Wednesday, December 4, 2013

Amazon drones, hax0r3d

Have you seen all that stuff in the news about Amazon’s proposed new delivery method? At first glance, it looked like an April Fool’s joke – but then I remembered it was December. My money’s on it being a project that nobody intends to come to fruition; but a very clever bit of marketing for a month when Amazon sees more business than it does in any other month of the year.

The idea here is that orders under five pounds weight will be delivered to your doorstep in 30 minutes by one of these little drones from 2015. Let’s put aside objectionable thoughts about getting civil aviation licences for thousands of drones at one time; about scalability; about range; and about the way people in certain of Amazon’s markets have a habit of keeping guns in the house and shooting things. It’s a nice bit of PR and it made me smile.

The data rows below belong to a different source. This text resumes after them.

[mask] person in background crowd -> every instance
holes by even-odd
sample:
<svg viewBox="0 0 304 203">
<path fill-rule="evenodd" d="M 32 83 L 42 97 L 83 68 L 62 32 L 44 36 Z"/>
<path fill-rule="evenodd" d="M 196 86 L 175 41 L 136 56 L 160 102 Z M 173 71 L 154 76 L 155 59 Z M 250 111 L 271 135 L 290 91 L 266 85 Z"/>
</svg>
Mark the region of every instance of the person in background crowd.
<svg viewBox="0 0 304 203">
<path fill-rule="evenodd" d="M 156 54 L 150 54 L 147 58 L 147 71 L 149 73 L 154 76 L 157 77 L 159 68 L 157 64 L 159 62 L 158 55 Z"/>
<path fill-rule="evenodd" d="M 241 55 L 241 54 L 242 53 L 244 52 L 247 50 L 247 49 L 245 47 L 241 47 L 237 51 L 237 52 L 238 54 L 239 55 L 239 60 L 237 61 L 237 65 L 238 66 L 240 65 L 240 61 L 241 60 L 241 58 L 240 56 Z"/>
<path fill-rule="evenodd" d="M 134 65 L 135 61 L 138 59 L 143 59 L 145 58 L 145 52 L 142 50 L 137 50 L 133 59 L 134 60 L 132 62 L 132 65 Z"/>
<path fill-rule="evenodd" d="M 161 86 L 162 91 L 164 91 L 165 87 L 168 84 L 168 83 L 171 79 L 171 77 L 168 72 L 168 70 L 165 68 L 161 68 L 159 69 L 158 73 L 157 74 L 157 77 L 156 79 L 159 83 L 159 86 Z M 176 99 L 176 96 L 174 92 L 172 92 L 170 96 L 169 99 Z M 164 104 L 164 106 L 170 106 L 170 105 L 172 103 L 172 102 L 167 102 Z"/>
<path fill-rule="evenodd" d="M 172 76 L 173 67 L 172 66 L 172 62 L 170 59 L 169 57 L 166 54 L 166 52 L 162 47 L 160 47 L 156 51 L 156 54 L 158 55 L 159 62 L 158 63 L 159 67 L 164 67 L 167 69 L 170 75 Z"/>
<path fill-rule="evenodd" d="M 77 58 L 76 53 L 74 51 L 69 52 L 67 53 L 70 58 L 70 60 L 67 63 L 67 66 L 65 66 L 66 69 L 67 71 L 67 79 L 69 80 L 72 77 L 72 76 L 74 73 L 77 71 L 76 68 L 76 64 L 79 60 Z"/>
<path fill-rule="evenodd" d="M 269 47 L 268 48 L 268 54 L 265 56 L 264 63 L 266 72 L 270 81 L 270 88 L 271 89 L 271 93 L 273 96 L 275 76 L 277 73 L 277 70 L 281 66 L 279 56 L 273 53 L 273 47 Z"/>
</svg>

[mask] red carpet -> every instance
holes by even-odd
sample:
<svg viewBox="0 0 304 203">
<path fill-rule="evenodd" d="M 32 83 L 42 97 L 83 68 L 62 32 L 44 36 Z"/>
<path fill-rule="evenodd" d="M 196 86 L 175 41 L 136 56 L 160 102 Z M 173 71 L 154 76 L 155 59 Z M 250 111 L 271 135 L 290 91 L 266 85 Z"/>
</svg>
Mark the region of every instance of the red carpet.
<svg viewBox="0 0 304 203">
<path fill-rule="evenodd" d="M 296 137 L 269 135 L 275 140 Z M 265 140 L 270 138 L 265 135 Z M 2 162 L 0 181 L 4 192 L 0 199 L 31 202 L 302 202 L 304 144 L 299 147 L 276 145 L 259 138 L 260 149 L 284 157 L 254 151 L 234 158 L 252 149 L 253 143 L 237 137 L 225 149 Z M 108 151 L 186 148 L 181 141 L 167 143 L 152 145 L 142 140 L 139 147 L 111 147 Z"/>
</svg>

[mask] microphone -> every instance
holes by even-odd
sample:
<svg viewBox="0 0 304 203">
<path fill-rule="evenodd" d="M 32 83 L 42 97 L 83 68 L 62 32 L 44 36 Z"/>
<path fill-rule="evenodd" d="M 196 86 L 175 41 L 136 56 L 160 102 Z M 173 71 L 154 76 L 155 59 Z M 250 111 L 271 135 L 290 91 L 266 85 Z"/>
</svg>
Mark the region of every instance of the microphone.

But I was particularly tickled to find several people email me Samy Kamkar’s other objection to the drone idea: namely that they’d be very simple to subvert if you happen to be the no-moral-compass type who wants to get their hands on other people’s shopping. And (astonishingly quickly, given that Amazon broke the news three days ago), he’s built a demonstration of just how you’d go about doing that. Samy’s SkyJack is an autonomous drone that seeks other drones within range of its WiFi and hacks them, turning them into zombies under its control. Samy says:

Using a Parrot AR.Drone 2, a Raspberry Pi, a USB battery, an Alfa AWUS036H wireless transmitter, aircrack-ng, node-ar-drone, node.js, and my SkyJack software, I developed a drone that flies around, seeks the wireless signal of any other drone in the area, forcefully disconnects the wireless connection of the true owner of the target drone, then authenticates with the target drone pretending to be its owner, then feeds commands to it and all other possessed zombie drones at my will.

We at Pi Towers are full of raucous glee. You can read more about SkyJack and Samy’s exploits, and find out how he did it, at his website.

Oh – and you can buy a Raspberry Pi from Amazon.